Paul Gauguin, Deux tahitiennes, 1899



Remarques en vrac
* Dans son oeuvre, Diderot évacue certains aspects du récit de Bougainville (les guerres entre clans par exemple) pour retenir les éléments qu'il juge positifs (libération des moeurs ; nature ; société sans propriété privée, de type « communiste »...)
* La loi naturelle entre en contradiction avec la vie sociale : le « bon sauvage » ne peut être un « citoyen ». (la nature s'oppose à la société)
* Les Otaïciens, dans leur « jardin d'Eden » ne sont pas passé à l'état « adulte », c'est-à-dire qu'ils n'ont pas accédé aux valeurs occidentales acquises après qu'Adam a croqué la pomme (le bien, le mal, le remord, le contrôle de soi, etc). Cf p.77 : Orou (intelligence supérieure des européens)
* La maladie, la civilisation, et la connaissance contaminent les Otaïciens, brisant ce monde utopique.
* Mais la maladie appartient, elle aussi, à la nature : « Vices et vertus, tout est également dans la nature », p85 .
* Réflexion → colonisation, mondialisation, peuples et civilisations, religion, rapports de force.


Les trois thèmes fondamentaux : nature, religion, société
Ces thèmes imprègnent la philosophie des Lumières. On les retrouve dans la thématique littéraire du Supplément.
1 Liberté sexuelle [Nature. Corps, sexualité, plaisir. Les tahitiens]
2 Liberté de l'âme [Religion. Anticléricalisme et antichristianisme. L'aumônier]
3 Liberté de l'esprit [Société. Lois, code civil, progrès, mouvement, nature]

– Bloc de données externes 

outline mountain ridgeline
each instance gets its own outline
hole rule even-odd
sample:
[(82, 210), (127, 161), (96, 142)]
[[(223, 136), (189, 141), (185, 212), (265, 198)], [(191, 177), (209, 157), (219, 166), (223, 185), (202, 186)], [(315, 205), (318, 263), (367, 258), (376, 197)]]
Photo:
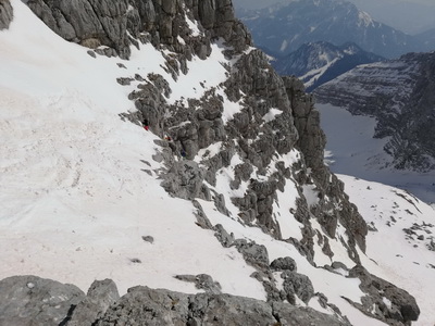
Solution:
[(394, 167), (427, 172), (435, 168), (434, 73), (434, 52), (409, 53), (356, 67), (314, 93), (322, 103), (375, 116), (374, 137), (388, 138)]
[(316, 41), (336, 46), (351, 41), (384, 58), (431, 50), (430, 43), (378, 23), (341, 0), (289, 1), (257, 11), (240, 10), (238, 16), (252, 33), (254, 43), (272, 55), (285, 55)]
[[(201, 205), (203, 201), (213, 203), (214, 211), (234, 222), (258, 227), (275, 240), (293, 246), (315, 269), (330, 271), (334, 277), (341, 275), (335, 268), (346, 269), (346, 278), (355, 278), (364, 296), (363, 300), (356, 299), (360, 302), (352, 301), (350, 296), (341, 297), (349, 309), (390, 325), (409, 325), (418, 319), (420, 309), (411, 294), (362, 266), (368, 226), (357, 206), (349, 202), (344, 184), (323, 162), (325, 136), (312, 96), (304, 92), (297, 78), (281, 77), (268, 57), (252, 47), (250, 34), (235, 17), (231, 0), (28, 0), (25, 3), (65, 40), (89, 48), (89, 55), (96, 60), (101, 55), (120, 58), (119, 87), (139, 82), (128, 93), (136, 110), (121, 114), (120, 118), (145, 125), (159, 137), (154, 142), (160, 150), (153, 160), (161, 163), (158, 170), (161, 186), (173, 197), (191, 203), (197, 226), (214, 234), (224, 248), (237, 249), (256, 269), (251, 277), (264, 287), (268, 302), (222, 294), (219, 284), (202, 274), (176, 277), (195, 283), (207, 293), (194, 296), (137, 287), (123, 298), (119, 298), (111, 281), (95, 284), (85, 296), (75, 287), (64, 289), (57, 283), (30, 276), (0, 283), (1, 292), (14, 298), (13, 304), (0, 302), (1, 323), (350, 324), (335, 303), (314, 291), (308, 276), (297, 273), (291, 258), (270, 262), (264, 246), (237, 239), (222, 225), (213, 225)], [(12, 9), (9, 1), (1, 0), (0, 5), (7, 8), (7, 14), (2, 10), (0, 15), (0, 26), (7, 28)], [(199, 99), (171, 102), (169, 95), (174, 90), (162, 75), (122, 75), (122, 62), (130, 58), (132, 48), (149, 45), (161, 51), (165, 59), (162, 67), (172, 80), (188, 75), (191, 61), (212, 60), (213, 46), (219, 45), (225, 49), (225, 60), (220, 63), (226, 71), (226, 80), (210, 88), (208, 80), (203, 80), (207, 90)], [(231, 117), (224, 116), (225, 106), (235, 103), (241, 109)], [(211, 150), (213, 146), (215, 153)], [(217, 176), (226, 167), (233, 168), (227, 185), (231, 191), (219, 193), (214, 190)], [(279, 205), (288, 206), (287, 198), (278, 201), (282, 193), (288, 193), (285, 192), (288, 188), (297, 193), (296, 205), (288, 209), (288, 215), (278, 216)], [(231, 215), (229, 204), (237, 208), (237, 216)], [(297, 221), (301, 238), (285, 236), (279, 218)], [(353, 267), (334, 261), (332, 241), (344, 248), (344, 255)], [(316, 265), (314, 248), (318, 247), (331, 264)], [(282, 288), (277, 286), (276, 273), (283, 279)], [(47, 293), (54, 299), (46, 302), (42, 298)], [(297, 301), (308, 303), (313, 297), (319, 298), (324, 309), (330, 309), (331, 315), (296, 305)], [(26, 315), (17, 316), (16, 311), (23, 304)]]
[(366, 52), (356, 43), (336, 47), (319, 41), (302, 45), (295, 52), (278, 57), (271, 63), (279, 75), (295, 75), (303, 82), (307, 91), (312, 91), (357, 65), (383, 60), (384, 58)]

Diderot est encore plus défiant à l'égard de la religion que Voltaire, puisque pour ce dernier, il existe un Dieu « grand horloger » créateur du monde. Pour le premier, l'homme n'a rien de « divin » ; il n'est que matière, il a évolué, il évolue, il évoluera, il est amené à disparaître et à être remplacé par une autre espèce. (philosophie du mouvement, opposée à la Bible). Influence sur Nietzsche (« Dieu est mort » ; le surhomme) ?
A noter : Diderot fut emprisonné à la suite de la publication de la « Lettre sur les aveugles », dans laquelle il exprimait son refus d'un Dieu créateur.